Continuous Survival in the Marshall Islands
Last December, we took a look at the Republic of the Marshall Islands, a small country in the equatorial Pacific roughly halfway between the Philippines and Hawaii, positioned just west of the International Date Line – and on the ‘front line’ of climate change.
While there are lots of significant differences between an urban metropolis such as Toronto (population 3 million) and a community of some 53,000 people spread across five islands and 29 coral atolls, there are lessons to share.
Consider this: residents on Majuro – the island with the most residents and also the seat of government – may have to evacuate, possibly within the next 10 years, due to rising sea levels.
Backing Up A Bit
The Marshalls were occupied by the Japanese during World War II, and the area features dozens of underwater wrecks of wartime ships and aircraft.
After the war, the United States took over the administration of the Trust Territory of the Pacific Islands, which included the Marshall Islands. Two of the more significant activities in the 1960s and ’70s involved military testing:
- Rockets (without live bombs) were fired from California, landing in the Marshalls. US military staff were wont to boast that these missiles were so precise they could hit a 55-gallon container floating in Kwajalein Atoll’s large lagoon.

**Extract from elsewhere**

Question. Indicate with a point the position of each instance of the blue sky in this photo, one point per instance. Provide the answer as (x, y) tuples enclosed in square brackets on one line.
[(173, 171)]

- More famously, between 1946 and 1958 the Marshall Islands were the site of 67 atomic weapons tests, including 23 in Bikini Atoll, cumulatively producing a significant amount of radioactive fallout: the 1954 “Bravo Shot” detonation – a 15-megaton hydrogen bomb test – was, all by itself, “more than 1,000 times as powerful as the atomic bomb dropped on Hiroshima” during World War II.[1]

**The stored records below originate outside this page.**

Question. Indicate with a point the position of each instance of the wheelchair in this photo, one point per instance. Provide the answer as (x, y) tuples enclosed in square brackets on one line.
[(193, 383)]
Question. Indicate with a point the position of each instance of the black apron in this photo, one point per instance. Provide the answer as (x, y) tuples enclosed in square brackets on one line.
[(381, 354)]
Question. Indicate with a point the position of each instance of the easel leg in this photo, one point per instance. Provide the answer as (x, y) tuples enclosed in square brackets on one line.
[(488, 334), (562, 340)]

In 1979, the US withdrew and local administrations formally recognized the establishment of the Republic of the Marshall Islands under its own constitution and government.
Claims relating to nuclear exposure and fallout are “ongoing” between the U.S. and the Marshall Islands, as health impacts and aftereffects linger on.

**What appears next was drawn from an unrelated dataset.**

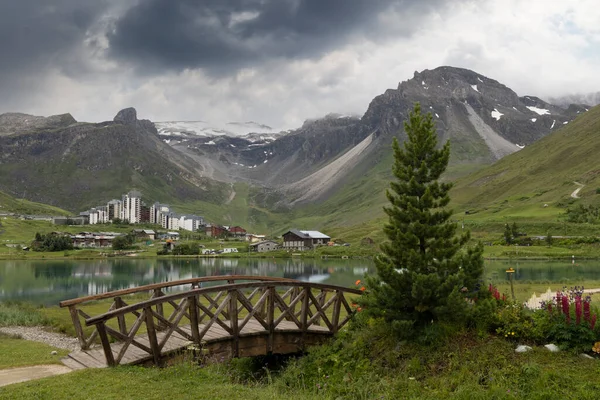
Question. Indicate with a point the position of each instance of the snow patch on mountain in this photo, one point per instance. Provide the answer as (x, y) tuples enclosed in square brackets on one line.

The Marshalls and Modernity
In the Marshalls, it has generally been difficult to ensure access to fresh water. When I was in the Marshalls in the 1970s and ’80s, the ‘water hours’ were one hour in late morning and one hour in late afternoon. (Still, water containers were frequently dry within the time slots.) But this has changed, mercifully, with new approaches and technologies: rainwater is collected and treated, “skim wells” supplement this supply, and – more expensively – sea water can be evaporated to remove the salt.
On another front, the Marshalls are experimenting with coconut oil as an alternative to diesel fuel for vehicles, power generators, and ships.
The Marshall Islands have also participated in One Young World, a global youth leadership summit focused on social impact.
The Islanders are busy and productive. There’s only one catch …
Reality Bites
Describing the cultural skills of the locals as “legendary,” National Geographic offered a gloomy outlook:
For thousands of years, the Marshallese have embraced their watery environment, building a culture on more than 1,200 islands scattered across 750,000 square miles of ocean.
But powerful tropical cyclones, damaged reefs and fisheries, worsening droughts, and sea-level rise threaten the coral reef atolls of this large ocean state, forcing the Marshallese to navigate a new reality.
In a moment of reckoning, Marshall Islanders face a stark choice: relocate or elevate. […] With 600 billion tons of melting ice flowing into oceans that are absorbing heat twice as fast as 18 years ago, the Marshallese will need to move fast.[2]
The islanders are well aware of the need to act expeditiously. Marshall Islands President Hilda Heine told National Geographic that the community has put its focus “on climate change mitigation” but adds that there is “a need for a greater emphasis on adaptation, including the consideration of building higher ground.”
And the next stage?
Looking back 40+ years, I see that few things have changed, except for most everything. The potential loss of Majuro island poses immediate challenges for almost 30,000 residents – and in all likelihood the difficulties are only going to increase over time. Meanwhile, the Marshall Islands residents are working to improve water and food security, climate-proof local infrastructure, and fortify their shorelines “to keep our heads above water.”
I feel certain we could all learn a lot from the Marshallese, not just in terms of their appreciation for the beauty of the region’s islands and atolls, which they are doing their best to safeguard, but also with regard to their proactive, energetic stance in tackling – mitigating and surviving – the effects of climate change.
Sources and Further Reading
1. National Geographic: “Rising Seas Give Island Nation A Stark Choice: Relocate Or Elevate,” by Jon Letman (November, 2018)
2. Iraq: Silent Death, ed. Christian P. Scherrer (Penerbit USM, 2010).